You could not be human and look at the images and hear the stories and not feel helpless and complete empathy for those who were suffering. Amid the chaos of what was unfolding on television, I tried my best to put myself in the place of the people and children who were living this reality.
What does it feel like to lose a family member, or many family members and friends all at one time? Parents? Children? What does it feel like to be trapped inside a building that has fallen around you, in many cases for days, waiting for someone to find you and dig you out. What does it feel like to be hungry and without water for days at a time, not knowing if you will ever taste anything again?
Now, months later: What does it feel like to be abandoned? What does it feel like to have a leg amputated, no parents, and live in a tent outside an orphanage that you cannot go inside?
I can only imagine. I cannot walk in the shoes of those who lived it.

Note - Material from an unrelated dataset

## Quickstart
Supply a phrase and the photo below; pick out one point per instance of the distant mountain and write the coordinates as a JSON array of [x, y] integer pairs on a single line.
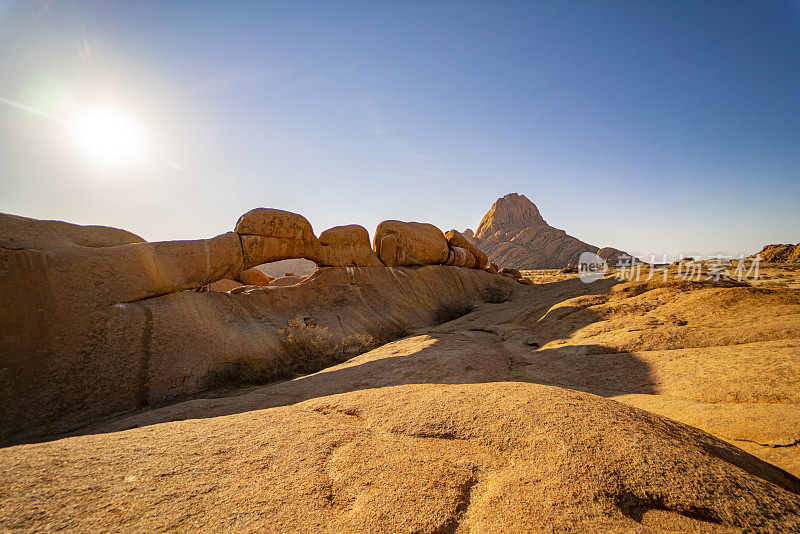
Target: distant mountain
[[514, 234], [781, 253]]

I also realized that I know nothing about emergency response, foreign aid or medical care. What I do know is that I can be effective in keeping the light on a problem -- a problem that will not be solved for a long, long time.
This is a country full of young children who will be permanently affected by this catastrophe. It is our responsibility to help Haiti solve this problem, as long as it takes to do it. We must not only rebuild the country, its roads, its buildings and its government. We also have to rebuild its children.
It is an emergency to get these children back in schools. It was already an emergency before January 12, when a large percentage of children were not in school. It is an emergency to protect their human rights, it is an emergency to give them health services and prevent diseases that have long-term impact.
We must treat these children like children. They need music and arts and sports. They need trained teachers who can educate and protect them during the school day. They need to have safe places to play. They need access to computer labs, technology and modern education tools.
I decided this is what I would focus on. How could I lead in contributing for immediate needs -- but also for those that linger? A bed to sleep in and a roof over their heads. Schools. Computers. Teachers. Books. Soccer fields. Basketball courts. Parks. That is it.
Our team traveled to Port-Au-Prince and Jacmel over the past few weeks, and we are returning again this month. We have joined in partnership with the United States Foundation for the Children of Haiti. The team met with the most amazing woman, Gladys Thomas, who has been serving the children in her homeland of Haiti since 1981.
Thomas has led the foundation in developing a full spectrum of services for the growing number of children brought into her care. We will support her organization and work to support La Foundation Pour les Enfants d'Haiti, a nonprofit and nongovernmental Haitian organization.
Our foundation O'Positive, along with Greenhouse International, will support the ongoing need to rebuild the infrastructure and buildings for School of Good Shower, Hope Hospital and Children's Hope Village, which both serve Haitian orphans in her care.
O'Positive and I will also be working on a partnership with Save the Children and Harvard University Innovation Lab in Haiti to help provide infrastructure and quality education, teacher training and supplies the children need to succeed.
So many people have already given so much. But this effort is just beginning. It has been four months since that horrible day. One-third of a year. Thousands of children are sitting in tents each day, with nowhere to go and nothing to do. It is easy to forget about what is no longer on the front page or staring you down on your TV or computer. We get back to our normal lives.
But remember, these children cannot resume their normal lives. We must not forget that in order to rebuild Haiti, we must rebuild its youth. We must not leave them behind. Their lives cannot end at the hands of an earthquake. Let's find the light in the storm, and build a future for the children.
The opinions in this commentary are solely those of Shaquille O'Neal.